She felt as if she needed to pace.
Pace around the large square patch of shaded grass that she called her front yard.
She needed to walk heel to toe barefoot and feel the sea breeze wafting onto her skin.
She wanted it to blow away the old tapes in her head: fill them with salt until they could no longer wind but instead rust and fall.
She wanted the pacing to steady her heartbeat but not as much as she wanted it to fix something.
That something was too big and perhaps the problem was that she’d been pacing far too long.
She needed to run.
She needed to run so fast that the fear in her shadow would be lost in her tracks, kicked up in the dust.
She needed to run so fast that the goal couldn’t escape her or be at the edge of her fingertips.
It needed to be in her hand.
She needed to hold its tangible proof of her worthy existence.
She stopped pacing.
Looking out toward an ocean that made the world seem far too big for someone so small.
Yet it whispered on white wash, that in fact the world was too small for someone who wants to be so big.

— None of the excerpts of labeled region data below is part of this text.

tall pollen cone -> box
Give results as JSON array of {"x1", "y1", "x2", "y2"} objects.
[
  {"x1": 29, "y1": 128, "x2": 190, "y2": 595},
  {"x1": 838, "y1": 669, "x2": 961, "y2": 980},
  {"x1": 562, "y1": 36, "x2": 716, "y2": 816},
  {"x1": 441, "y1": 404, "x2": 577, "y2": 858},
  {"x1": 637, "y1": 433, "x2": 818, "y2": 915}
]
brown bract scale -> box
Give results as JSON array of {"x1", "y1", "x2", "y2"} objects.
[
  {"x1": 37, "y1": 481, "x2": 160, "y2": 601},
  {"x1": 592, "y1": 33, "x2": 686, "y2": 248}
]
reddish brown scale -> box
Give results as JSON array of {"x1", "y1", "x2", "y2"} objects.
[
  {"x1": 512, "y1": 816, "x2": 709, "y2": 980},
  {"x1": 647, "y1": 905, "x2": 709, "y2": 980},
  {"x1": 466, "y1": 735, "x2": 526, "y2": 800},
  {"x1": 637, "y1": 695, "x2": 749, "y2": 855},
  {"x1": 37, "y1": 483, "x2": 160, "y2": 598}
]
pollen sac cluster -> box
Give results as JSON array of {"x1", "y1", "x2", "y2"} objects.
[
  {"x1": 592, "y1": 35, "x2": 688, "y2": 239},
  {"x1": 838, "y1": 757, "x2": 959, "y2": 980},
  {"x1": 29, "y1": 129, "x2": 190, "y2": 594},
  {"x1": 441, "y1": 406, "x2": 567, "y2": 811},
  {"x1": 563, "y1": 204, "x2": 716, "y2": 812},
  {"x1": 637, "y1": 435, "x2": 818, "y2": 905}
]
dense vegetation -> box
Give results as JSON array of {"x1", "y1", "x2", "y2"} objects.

She was stuck in the best kind of way. At the corner end of the café counter, the warmth of the coffee machine complementing the cool water she sipped. The smell of fresh macadamia muffins and vegetable frittata straight out the oven wafted around her morning and she relaxed her shoulders. The rain fell from the sky, forcing her to look out the window and calculate just how wet she would get if she tried to walk to the car. Dare she leave? She rested her hand on the mighty movements of limbs rolling around in her overconfident belly, the rise and fall of her fingers as each one felt the full force of a tiny human. Leaning back into her cushioned chair she sat, still and quiet.
Dare she leave, when she was stuck in the best kind of way?
It wasn’t that she necessarily missed wine; the coursing of red and white courage poising through her blood stream, making waves of excited energy or smoothing her out like a saxophone player with three day growth and a cheeky grin.
No. She’d hardly thought about it all really.
She walked through halls of paintings leaning against walls. The casualty of their placement gave her permission to run her fingers along the canvas, feel the lumps of paint, the strokes of another person’s vision. Pausing to circle images with her fingertips and stare into the eyes of the muse, she relaxed her shoulders and thought perhaps she too should try leaning against the wall, rather than hanging herself.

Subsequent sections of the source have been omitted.